Seismic activity from Vesuvius also triggered a deadly mudflow, wiping out the ancient city of Herculaneum
Conservation work is now underway and new finds have been uncovered at a private house known as the 'House of Jupiter' (Casa di Giove) in the Regio V part of the ancient city.
The house was already partly excavated between the 18th and 19th centuries but archaeologists have uncovered yet more frescoes and ornate remains that give us an insight into everyday life thousands of years ago.
The 2,000 year-old works of art are in good condition, despite surviving one of the most devastating volcanic eruptions in written history.
The name of the house comes from a small picture depicting Jupiter found on a shrine placed in the garden.
It was believed to belong to a wealthy and educated man and is decorated in first Roman style (primo stile pompeiano).
The house has a central atrium surrounded by several decorated rooms with fake marble painted in bright shades of red, yellow and green.
'The rooms in the back, reserved for the family, had been restored with more contemporary decor', said the director of the Pompeii Archaeological Park, Massimo Osanna.
Traces of fire were found in an adjacent house which had blackened the frescoed wall.
Mr Osanna told Italian news outlet ANSA: 'The domus had 'vintage' decoration in the first Pompeian style.
'The owner must have been wealthy and cultured, aware of the value of painting'.
Mr Osanna also said that the site is the largest excavation in the unexplored area of ??the ancient city in the post-war period.
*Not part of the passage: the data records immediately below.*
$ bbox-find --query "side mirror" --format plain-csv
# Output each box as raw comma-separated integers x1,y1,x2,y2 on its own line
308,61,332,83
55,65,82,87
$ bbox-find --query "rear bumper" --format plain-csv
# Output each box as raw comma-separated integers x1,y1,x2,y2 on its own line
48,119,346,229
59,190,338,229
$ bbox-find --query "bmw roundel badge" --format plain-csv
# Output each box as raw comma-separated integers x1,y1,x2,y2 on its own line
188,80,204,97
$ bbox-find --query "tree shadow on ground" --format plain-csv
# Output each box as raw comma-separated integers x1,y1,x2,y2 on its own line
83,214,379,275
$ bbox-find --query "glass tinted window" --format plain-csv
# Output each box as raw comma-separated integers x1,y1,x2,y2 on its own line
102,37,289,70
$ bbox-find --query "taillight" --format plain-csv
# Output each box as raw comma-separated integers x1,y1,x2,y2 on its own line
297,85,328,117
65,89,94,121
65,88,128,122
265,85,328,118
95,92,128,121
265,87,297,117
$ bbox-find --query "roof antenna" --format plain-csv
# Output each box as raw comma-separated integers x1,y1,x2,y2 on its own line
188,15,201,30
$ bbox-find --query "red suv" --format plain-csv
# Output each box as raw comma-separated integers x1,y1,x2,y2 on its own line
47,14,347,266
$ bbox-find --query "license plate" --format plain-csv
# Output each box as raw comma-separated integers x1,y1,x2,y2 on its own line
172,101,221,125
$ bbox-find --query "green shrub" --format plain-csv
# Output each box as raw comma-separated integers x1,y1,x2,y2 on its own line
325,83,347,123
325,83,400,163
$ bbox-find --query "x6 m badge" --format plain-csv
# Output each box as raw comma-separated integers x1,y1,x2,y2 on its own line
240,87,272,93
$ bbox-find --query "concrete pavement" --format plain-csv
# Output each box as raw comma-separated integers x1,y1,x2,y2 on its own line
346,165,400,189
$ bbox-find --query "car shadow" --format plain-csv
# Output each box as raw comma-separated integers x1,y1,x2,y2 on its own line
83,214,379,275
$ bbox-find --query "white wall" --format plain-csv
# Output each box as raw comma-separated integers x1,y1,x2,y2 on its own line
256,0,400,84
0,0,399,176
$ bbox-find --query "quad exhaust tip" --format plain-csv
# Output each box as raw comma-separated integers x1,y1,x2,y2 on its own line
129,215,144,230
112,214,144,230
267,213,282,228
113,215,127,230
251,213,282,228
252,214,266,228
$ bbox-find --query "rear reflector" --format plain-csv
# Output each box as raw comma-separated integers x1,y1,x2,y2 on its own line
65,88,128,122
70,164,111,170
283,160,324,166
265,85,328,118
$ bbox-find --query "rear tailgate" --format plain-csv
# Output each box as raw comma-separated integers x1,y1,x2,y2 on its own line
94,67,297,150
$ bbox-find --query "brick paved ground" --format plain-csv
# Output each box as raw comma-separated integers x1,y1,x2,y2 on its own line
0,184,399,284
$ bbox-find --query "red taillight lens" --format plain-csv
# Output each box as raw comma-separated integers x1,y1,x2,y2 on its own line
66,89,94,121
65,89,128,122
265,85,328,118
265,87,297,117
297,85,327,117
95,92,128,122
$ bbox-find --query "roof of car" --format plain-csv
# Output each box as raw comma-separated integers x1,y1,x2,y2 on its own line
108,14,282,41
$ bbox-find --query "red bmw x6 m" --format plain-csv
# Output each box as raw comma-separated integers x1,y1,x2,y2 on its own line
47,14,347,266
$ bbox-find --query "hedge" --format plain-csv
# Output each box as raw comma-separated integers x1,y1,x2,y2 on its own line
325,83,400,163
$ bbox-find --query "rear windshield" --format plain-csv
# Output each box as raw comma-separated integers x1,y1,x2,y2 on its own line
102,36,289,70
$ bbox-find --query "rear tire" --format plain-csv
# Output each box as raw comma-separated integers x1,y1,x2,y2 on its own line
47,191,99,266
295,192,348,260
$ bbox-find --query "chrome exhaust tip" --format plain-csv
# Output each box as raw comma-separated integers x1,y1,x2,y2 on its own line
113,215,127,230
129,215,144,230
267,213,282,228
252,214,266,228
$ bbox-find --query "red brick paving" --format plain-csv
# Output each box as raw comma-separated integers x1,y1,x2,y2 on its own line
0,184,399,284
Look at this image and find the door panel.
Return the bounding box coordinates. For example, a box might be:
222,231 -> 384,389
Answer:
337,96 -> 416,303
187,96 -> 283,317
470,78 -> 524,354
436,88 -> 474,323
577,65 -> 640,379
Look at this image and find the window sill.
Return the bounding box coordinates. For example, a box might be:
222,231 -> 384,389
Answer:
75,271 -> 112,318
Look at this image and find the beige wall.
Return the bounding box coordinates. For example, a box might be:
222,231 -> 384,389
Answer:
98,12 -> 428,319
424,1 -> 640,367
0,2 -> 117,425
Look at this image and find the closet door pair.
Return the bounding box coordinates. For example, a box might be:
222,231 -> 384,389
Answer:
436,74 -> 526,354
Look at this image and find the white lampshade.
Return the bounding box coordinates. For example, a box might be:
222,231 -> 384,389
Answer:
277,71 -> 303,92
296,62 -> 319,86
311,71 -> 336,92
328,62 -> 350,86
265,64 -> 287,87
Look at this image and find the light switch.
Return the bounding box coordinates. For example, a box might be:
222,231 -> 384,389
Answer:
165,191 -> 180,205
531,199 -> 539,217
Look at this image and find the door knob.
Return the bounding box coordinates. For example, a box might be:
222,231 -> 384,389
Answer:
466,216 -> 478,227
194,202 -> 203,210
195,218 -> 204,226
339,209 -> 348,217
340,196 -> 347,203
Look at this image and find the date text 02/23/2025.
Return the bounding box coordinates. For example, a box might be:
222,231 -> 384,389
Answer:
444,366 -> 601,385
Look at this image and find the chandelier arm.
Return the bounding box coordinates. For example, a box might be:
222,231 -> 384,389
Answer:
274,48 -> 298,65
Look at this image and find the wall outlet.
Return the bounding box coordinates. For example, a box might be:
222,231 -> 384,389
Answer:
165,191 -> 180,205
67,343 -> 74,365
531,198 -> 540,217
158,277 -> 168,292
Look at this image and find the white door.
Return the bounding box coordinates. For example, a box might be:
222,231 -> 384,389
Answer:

Within the walls of the ill-fated 'House of Jupiter' the archaeologists found an impressive array of terracotta lion heads, coins, glass objects and roof tiles emblazoned with trademarks.
Scientists also excavated the area around the house, unearthing the nearby pavement and an adjacent alleyway.
Mr Ossana says the excavation project will continue until 2020.
In the past few months archaeologists have also excavated a street of houses with intact balconies that were also buried by the vast eruption.
Some of the balconies even had amphorae – the conical-shaped terra cotta vases that were used to hold wine and oil in ancient Roman times.
The discovery has been hailed as a 'complete novelty'.
The Italian Culture Ministry hopes they can be restored and opened to the public.
The culture ministry's Pompeii authority announced the discovery of the balconies back in May.
It said the balconies were a 'complete novelty' for this part of the buried city, which hasn't yet been fully excavated.
Upper stores have seldom been found among the ruins of the ancient town, which was destroyed by an eruption of Vesuvius volcano and buried under up to six metres of ash and volcanic rubble.